We’d like to thank everyone for another great meeting on April 1st: the speakers, our sponsors (especially our new sponsor, the McGill Department of Human Genetics), the attendees, and all the people working behind the scenes to ensure MonBUG’s success.
We’re working on our next meeting in May. 🙂
We’re also going to have some exciting announcements about new sponsors shortly!
The bar has been set high for the level of the talks during our first two meetings in 2015.
We think we’ll be able to follow up with some equally great speakers in May.
We’ll be confirming the data and the list of speakers in the next week or two.
The bigger auditorium got positive reviews, so that will now be our default room.
We have space for 150, so don’t be shy about inviting all your colleagues and friends to come.
We deliberately keep our meetings short, but everyone is welcome to stay after the meeting to continue the discussion around some drinks and food.
Again, thank you to all our speakers, and our new sponsor, the McGill Department of Human Genetics.
We’ve left the agenda for the April meeting below, but we’ll be posting the agenda for the May meeting shortly.
Agenda for April 1st meeting (May meeting agenda to be posted shortly)

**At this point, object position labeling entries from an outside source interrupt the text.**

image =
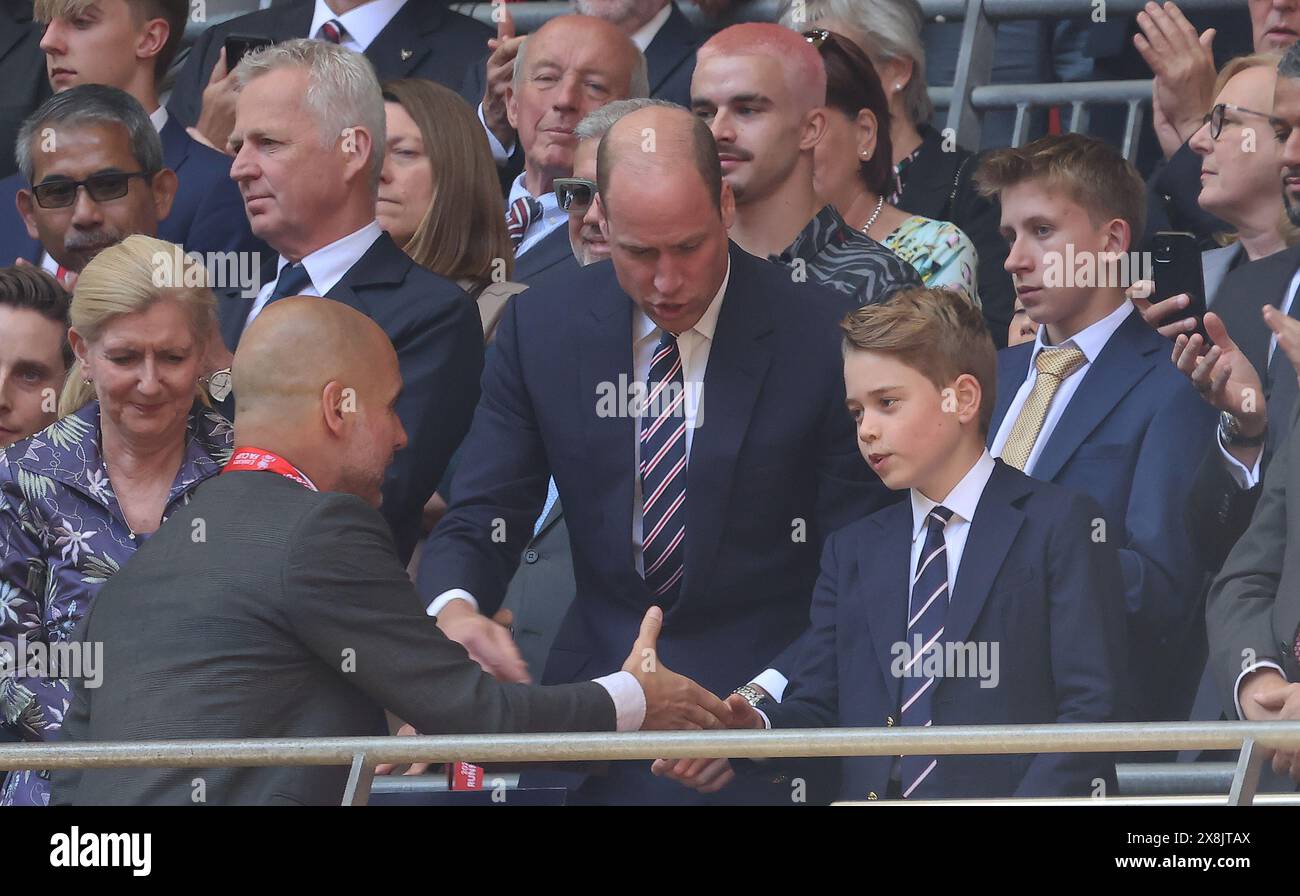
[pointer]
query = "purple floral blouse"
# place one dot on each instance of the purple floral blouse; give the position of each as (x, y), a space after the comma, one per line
(61, 536)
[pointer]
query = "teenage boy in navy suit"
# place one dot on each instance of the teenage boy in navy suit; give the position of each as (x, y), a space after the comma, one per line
(1095, 403)
(983, 600)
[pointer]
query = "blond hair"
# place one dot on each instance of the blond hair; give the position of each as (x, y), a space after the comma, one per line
(934, 330)
(129, 278)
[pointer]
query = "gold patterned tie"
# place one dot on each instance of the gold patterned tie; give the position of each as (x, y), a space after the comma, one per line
(1054, 366)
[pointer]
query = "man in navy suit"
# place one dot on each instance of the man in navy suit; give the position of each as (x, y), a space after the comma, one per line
(1095, 403)
(310, 182)
(731, 375)
(129, 44)
(411, 39)
(983, 600)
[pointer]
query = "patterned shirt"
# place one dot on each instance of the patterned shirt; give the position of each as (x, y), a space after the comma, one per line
(63, 535)
(832, 254)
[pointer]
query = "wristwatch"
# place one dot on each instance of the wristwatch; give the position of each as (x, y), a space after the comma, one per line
(1230, 431)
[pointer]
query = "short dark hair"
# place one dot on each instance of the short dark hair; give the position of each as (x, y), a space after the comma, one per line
(702, 152)
(853, 85)
(30, 288)
(934, 330)
(91, 104)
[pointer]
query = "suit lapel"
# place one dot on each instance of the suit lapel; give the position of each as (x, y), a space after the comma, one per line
(991, 535)
(401, 47)
(1123, 360)
(739, 359)
(605, 356)
(884, 558)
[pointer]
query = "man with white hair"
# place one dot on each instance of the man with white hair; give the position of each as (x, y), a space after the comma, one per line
(308, 143)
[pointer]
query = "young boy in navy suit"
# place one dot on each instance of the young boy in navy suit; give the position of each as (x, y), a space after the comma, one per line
(1093, 402)
(987, 598)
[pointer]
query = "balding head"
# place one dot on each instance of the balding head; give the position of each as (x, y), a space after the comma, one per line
(316, 382)
(655, 141)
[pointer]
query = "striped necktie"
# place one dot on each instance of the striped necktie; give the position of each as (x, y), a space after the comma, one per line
(663, 471)
(1054, 366)
(521, 215)
(926, 614)
(332, 31)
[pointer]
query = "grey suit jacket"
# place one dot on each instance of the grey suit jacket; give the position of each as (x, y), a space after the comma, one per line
(1253, 607)
(268, 610)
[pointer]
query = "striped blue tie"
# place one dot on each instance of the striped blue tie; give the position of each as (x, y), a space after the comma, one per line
(926, 614)
(663, 471)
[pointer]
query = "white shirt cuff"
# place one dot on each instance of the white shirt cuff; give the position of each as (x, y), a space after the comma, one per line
(499, 154)
(629, 700)
(1236, 688)
(1247, 479)
(772, 682)
(447, 597)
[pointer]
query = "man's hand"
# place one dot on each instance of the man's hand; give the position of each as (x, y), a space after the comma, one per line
(672, 701)
(710, 775)
(501, 70)
(1287, 329)
(1183, 64)
(217, 116)
(486, 640)
(416, 767)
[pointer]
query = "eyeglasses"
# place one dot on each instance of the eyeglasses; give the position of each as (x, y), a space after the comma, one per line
(1218, 115)
(102, 187)
(575, 194)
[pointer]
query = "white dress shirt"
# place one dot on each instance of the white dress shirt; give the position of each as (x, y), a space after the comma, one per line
(642, 38)
(553, 216)
(360, 26)
(962, 501)
(325, 267)
(1248, 479)
(1091, 340)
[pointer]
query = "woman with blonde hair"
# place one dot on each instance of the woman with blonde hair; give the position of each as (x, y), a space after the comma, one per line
(440, 195)
(77, 500)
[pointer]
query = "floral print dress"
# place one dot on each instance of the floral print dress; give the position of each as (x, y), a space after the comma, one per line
(61, 536)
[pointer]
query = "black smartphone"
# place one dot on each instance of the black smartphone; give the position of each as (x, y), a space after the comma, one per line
(1177, 268)
(239, 46)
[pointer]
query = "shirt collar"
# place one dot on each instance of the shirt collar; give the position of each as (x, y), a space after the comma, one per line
(962, 500)
(646, 33)
(362, 24)
(328, 264)
(813, 239)
(1091, 340)
(707, 323)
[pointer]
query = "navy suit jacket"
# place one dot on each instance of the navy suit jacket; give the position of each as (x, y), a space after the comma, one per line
(424, 40)
(1031, 581)
(774, 467)
(207, 213)
(437, 333)
(1131, 438)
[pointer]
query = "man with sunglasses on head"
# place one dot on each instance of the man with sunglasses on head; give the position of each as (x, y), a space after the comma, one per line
(94, 161)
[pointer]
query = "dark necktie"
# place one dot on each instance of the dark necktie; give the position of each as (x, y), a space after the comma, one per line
(521, 215)
(926, 614)
(332, 31)
(663, 471)
(293, 281)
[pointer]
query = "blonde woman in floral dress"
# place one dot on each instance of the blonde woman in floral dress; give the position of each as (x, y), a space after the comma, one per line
(77, 500)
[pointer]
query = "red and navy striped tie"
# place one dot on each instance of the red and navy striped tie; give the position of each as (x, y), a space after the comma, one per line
(663, 471)
(926, 614)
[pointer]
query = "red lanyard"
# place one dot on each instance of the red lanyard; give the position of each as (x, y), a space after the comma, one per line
(258, 461)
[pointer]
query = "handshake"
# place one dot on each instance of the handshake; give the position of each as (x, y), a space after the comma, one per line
(674, 702)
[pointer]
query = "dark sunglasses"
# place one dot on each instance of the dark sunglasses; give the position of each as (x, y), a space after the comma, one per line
(1217, 116)
(102, 187)
(575, 194)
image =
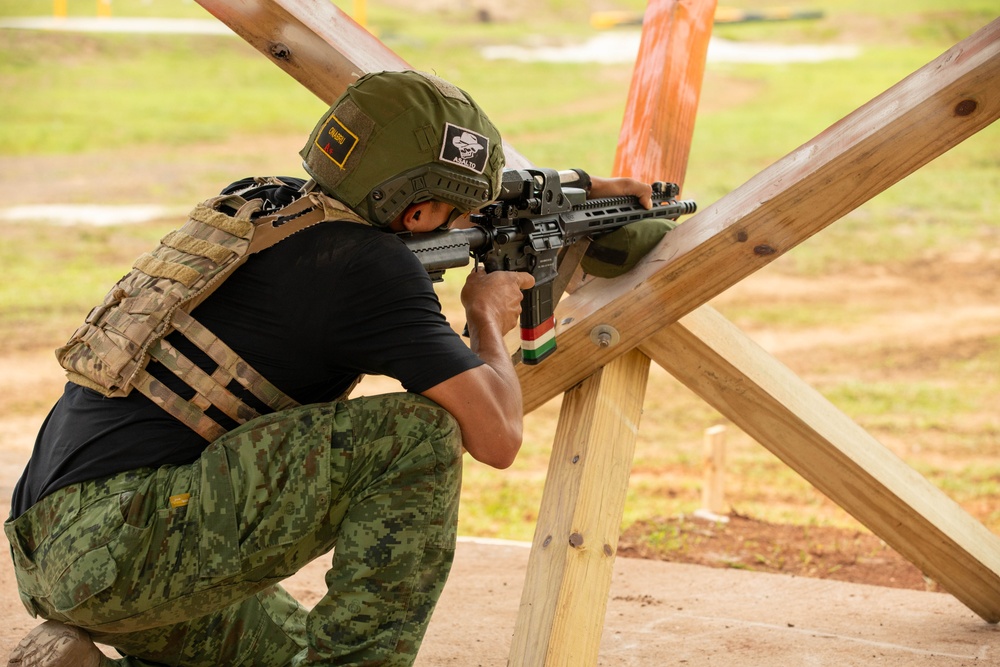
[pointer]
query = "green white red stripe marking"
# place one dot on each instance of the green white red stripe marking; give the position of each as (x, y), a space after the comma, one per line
(538, 342)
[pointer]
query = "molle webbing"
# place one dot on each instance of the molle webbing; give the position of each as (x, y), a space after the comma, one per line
(110, 351)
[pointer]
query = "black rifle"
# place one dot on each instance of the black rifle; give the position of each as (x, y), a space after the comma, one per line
(535, 217)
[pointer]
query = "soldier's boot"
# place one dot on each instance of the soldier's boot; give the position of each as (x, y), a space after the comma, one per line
(54, 644)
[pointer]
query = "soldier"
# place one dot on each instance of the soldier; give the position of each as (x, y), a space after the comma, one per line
(204, 449)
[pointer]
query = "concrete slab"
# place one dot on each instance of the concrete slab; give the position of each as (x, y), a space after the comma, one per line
(672, 614)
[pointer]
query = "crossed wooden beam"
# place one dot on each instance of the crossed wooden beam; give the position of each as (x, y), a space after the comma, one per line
(658, 309)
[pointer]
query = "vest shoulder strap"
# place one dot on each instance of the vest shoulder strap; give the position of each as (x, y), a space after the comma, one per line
(109, 353)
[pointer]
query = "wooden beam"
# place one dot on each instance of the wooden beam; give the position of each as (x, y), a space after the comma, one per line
(315, 42)
(771, 404)
(913, 122)
(564, 599)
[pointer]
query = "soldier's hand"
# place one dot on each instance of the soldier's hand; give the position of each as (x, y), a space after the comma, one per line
(494, 299)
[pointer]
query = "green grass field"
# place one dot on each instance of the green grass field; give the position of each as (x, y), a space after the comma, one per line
(90, 96)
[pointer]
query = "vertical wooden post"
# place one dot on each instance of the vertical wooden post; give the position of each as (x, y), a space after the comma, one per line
(569, 570)
(714, 471)
(564, 600)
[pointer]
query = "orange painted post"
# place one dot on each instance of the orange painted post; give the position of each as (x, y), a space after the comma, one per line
(663, 99)
(564, 600)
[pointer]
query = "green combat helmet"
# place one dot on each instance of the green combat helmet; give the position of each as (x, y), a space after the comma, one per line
(398, 138)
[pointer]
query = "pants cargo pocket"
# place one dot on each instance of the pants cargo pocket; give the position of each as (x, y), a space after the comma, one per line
(89, 575)
(218, 541)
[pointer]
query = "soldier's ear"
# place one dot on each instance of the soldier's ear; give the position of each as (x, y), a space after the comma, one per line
(411, 215)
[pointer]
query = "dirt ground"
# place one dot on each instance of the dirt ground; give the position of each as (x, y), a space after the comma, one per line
(945, 308)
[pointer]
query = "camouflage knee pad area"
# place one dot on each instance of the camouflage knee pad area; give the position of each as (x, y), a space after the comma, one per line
(378, 477)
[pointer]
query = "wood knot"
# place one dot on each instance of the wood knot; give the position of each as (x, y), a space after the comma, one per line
(763, 250)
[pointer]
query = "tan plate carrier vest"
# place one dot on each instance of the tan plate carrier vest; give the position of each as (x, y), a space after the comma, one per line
(110, 352)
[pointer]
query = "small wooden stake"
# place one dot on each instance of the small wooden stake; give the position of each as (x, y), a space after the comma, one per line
(713, 478)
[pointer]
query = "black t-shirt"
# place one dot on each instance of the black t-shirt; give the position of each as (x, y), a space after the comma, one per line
(310, 313)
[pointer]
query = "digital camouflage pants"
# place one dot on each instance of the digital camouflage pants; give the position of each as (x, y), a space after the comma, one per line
(180, 565)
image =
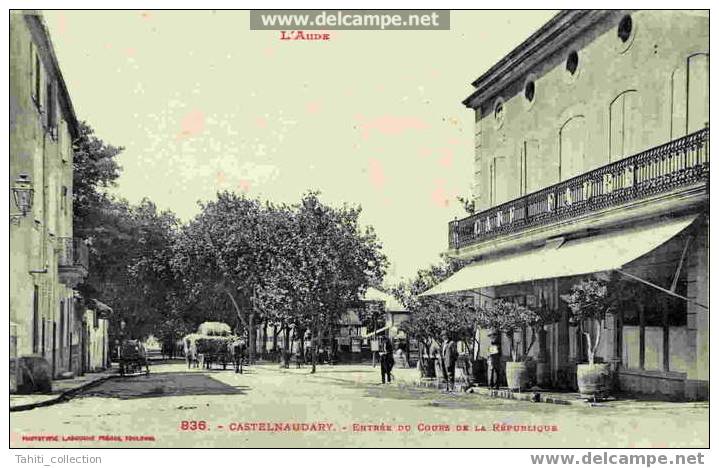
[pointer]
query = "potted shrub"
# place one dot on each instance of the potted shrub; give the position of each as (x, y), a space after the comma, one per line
(509, 317)
(545, 316)
(589, 303)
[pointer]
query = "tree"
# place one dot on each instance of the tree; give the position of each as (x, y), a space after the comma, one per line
(338, 261)
(508, 317)
(95, 168)
(429, 316)
(589, 301)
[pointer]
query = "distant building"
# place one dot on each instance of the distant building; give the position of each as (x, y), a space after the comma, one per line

Introduction and open floor for announcements/questions/comments – Alexis Blanchet-Cohen, IRCM
“Personalized Targeted Therapy for Refractory Childhood Cancers” – Mathieu Lajoie, PhD, CHU Ste-Justine
Break (Snacks and beverages)
“PyGeno: A Python package for Personalized Medicine and Proteogenomics” – Tariq Daouda, IRIC
“Everything you’ve ever wanted to know about Git” – Nicolas De Jay, Lady Davis Institute
You can let us know you’re coming by RSVP, sending us an email at info[@]monbug.ca, or by any other means, as long as we know that you will be attending the meeting.
We’re always looking for new speakers, of all levels: keynote speakers, short presentations about your favourite programming library or tool, …
Please contact us if you would like to present.
Abstract for the keynote presentation
“In Canada, about 1500 pediatric cancers are diagnosed each year. Despite improvements in risk-based treatment protocols, ~20% of childhood cancer patients do not respond to current therapies and ultimately succumb to their disease, urging the need for new and more effective therapeutic approaches. Since individual tumours of the same clinical type harbour diverse sets of genomic alterations that drive oncogenesis and modulate drug response, personalized targeted therapy based on next generation sequencing may be a key to increase curerates and decrease treatment-related morbidity and mortality.
In this project, we implemented an automated pipeline to identify single nucleotide variants, indels, gene fusions, and copy number variations from DNA and RNA sequencing data. We use Perl wrappers to encapsulate well-established softwares (e.g. Bowtie2, STAR, PicardTools) and connect them using a common interface. Our goal is to detect prognostic markers and drug-actionable targets in a rapid and standardized way, going from biopsy to detailed tumour analysis within a clinically-relevant timeframe. Actionable variations are validated by re-sequencing or qPCR, detailed in a report with supportive information and communicated to the physician. Preliminary results on 10 cases indicate the feasibility and great potential of our approach; indeed, the final report can be in the treating oncologist’s hands in less than 8 weeks. This represents a first step towards the implementation of a targeted therapy program for children with relapse or refractory cancer.”